Menos mal que dijo que la lucha armada estaba totalmente excluida… “en este momento”, una precisión que se parece a la letra chica de los contratos del capitalismo más salvaje. ¿Y qué pasa si el momento cambia? La suya es una suerte de declaración de guerra latente.
La izquierda no republicana se puede dar el lujo de contar con la violencia e incluso exaltarla, por una razón muy sencilla. A diferencia de la derecha, que oculta sus crímenes y siente remordimiento, esa izquierda los glorifica.
En cualquier sector político, nadie buscaría la compañía de alguien que ha fusilado un buen número de personas, campesinos incluidos. Pero decía Ernesto Guevara en 1964 ante la ONU:
“Nosotros tenemos que decir aquí lo que es una verdad conocida, que la hemos expresado siempre ante el mundo: fusilamientos, sí, hemos fusilado; fusilamos y seguiremos fusilando mientras sea necesario”.
Sin remordimiento alguno, la izquierda no republicana pone hoy la cara del “Che” en pósteres y camisetas, lo hace objeto de baladas que se cantan a la luz de una fogata, y lo transforma en objeto venerable. Lo que pasa con Guevara sucede con Fidel y tantos otros. La intelectualidad francesa ovacionaba la figura de Mao en los mismos instantes en que la Revolución Cultural quemaba libros y maltrataba a todo aquel que tuviera las neuronas medianamente entrenadas. Es el privilegio de la izquierda radical: transformar el crimen en una obra de arte.
De más está decir que ningún otro actor político goza de ventajas semejantes. ¿Qué pasaría si el diputado Iván Moreira o el senador José Antonio Gómez dijeran que “nunca hemos descartado la posibilidad de la lucha armada”? Sufrirían una funa 24 x 7, serían objeto de querellas, y su carrera política se podría dar por terminada.
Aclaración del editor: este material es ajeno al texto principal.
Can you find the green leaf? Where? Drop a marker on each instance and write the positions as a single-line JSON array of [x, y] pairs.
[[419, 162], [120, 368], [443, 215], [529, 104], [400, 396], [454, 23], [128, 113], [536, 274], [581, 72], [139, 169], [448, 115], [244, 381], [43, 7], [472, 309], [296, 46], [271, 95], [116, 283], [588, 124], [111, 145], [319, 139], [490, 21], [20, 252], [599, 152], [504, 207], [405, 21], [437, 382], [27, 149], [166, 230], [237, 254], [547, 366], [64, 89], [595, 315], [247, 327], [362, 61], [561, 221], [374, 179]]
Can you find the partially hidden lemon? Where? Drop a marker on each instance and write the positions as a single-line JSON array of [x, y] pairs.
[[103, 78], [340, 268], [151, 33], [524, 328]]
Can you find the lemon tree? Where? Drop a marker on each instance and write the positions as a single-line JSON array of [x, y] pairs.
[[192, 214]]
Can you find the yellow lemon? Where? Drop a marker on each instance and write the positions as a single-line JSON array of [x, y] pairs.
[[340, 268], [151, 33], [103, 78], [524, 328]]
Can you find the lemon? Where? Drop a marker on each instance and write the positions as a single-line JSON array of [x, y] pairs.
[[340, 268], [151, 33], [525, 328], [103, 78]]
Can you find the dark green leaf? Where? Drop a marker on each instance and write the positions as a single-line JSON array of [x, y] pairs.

El Partido Comunista, en cambio, tiene el privilegio de jugar con doble baraja: un día con capucha y otro con corbata. Y todos celebran cuando ayuda en el Congreso a deshacer los entuertos que él mismo ha provocado en la calle. Juega al diálogo, pero con una pistola en el cajón.
El recurso a la violencia acompaña a este modo de pensar. Ya Marx enseñaba que ella es la partera de la historia, y la evolución del siglo XX nos dio abundantes ejemplos de lo que eso podía significar. El poeta ruso Alexander Blok (1880-1921) constituye una buena muestra de esa glorificación revolucionaria cuando escribe:
“Transformarlo todo; ¡hacer que todo venga a ser nuevo!; ¡que nuestra vida falaz, sucia, tediosa y horrible venga a ser justa, pura, alegre y radiante! Cuando estas ideas […] quebrantan sus cadenas y se expanden en torrentes tumultuosos…, ello sí se llama una revolución”.
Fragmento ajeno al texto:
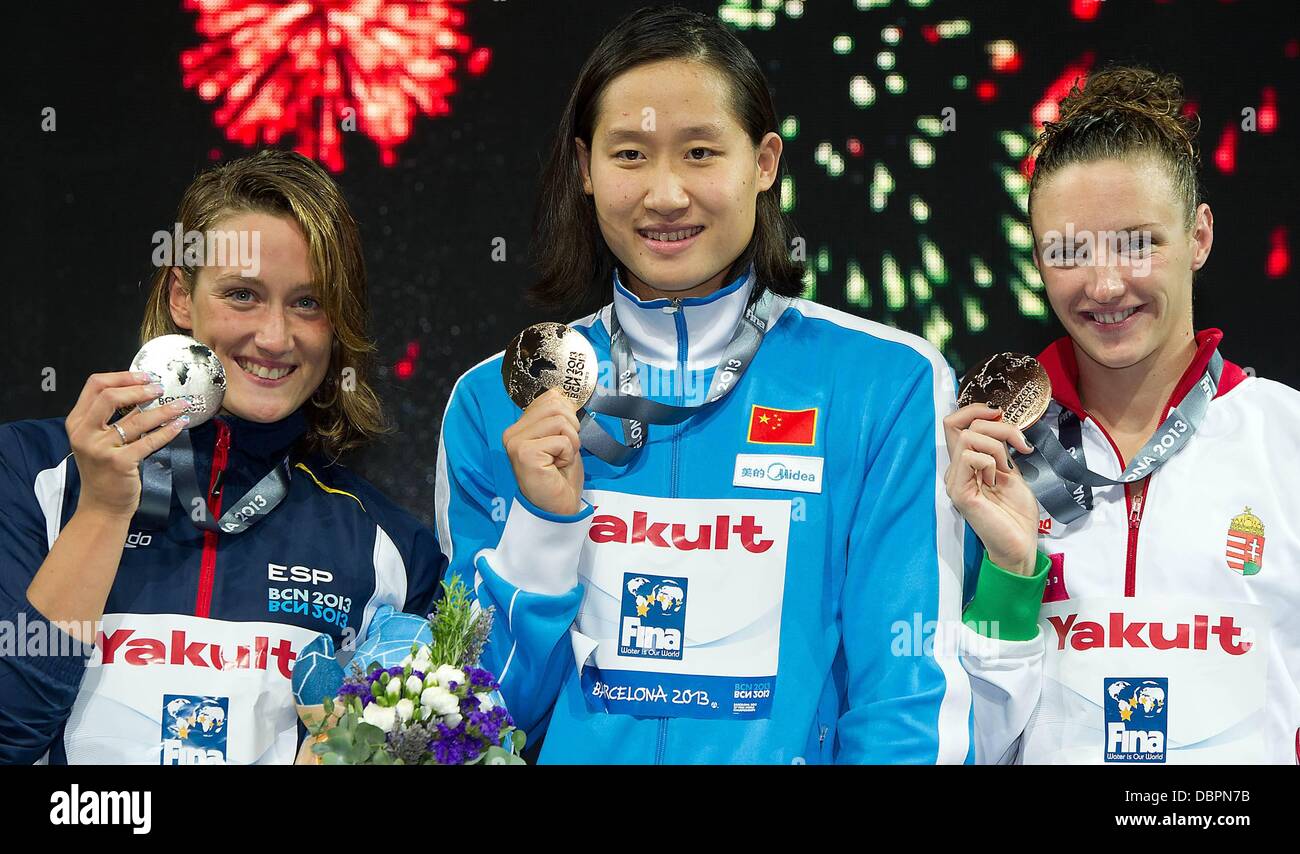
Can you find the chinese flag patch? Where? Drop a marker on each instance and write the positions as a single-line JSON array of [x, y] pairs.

Los comunistas se reservan el derecho a emplear la violencia en nombre de ciertas ideas maravillosas (para ellos). Nosotros debemos protestar las veces que sea necesario, no cansarnos nunca de recordar que la política es el arte de la paz.
Cuando elevamos nuestra protesta no estamos sólo abogando por nuestras vidas. Estamos preocupándonos por ellos mismos. La lucha armada implica fusiles, balas que ahogan en sangre vidas como la de esos jóvenes cuya muerte llevó a Popper a abandonar la violenta filosofía del comunismo y a transformarse en un convencido demócrata (también Alexander Blok abandonó pronto las ilusiones revolucionarias).
Mala cosa la glorificación comunista de la violencia, entre otras razones, porque ¿qué pasa si el adversario tiene mejor puntería que ellos?
Nota: Este artículo fue publicado originalmente por El Mercurio de Santiago.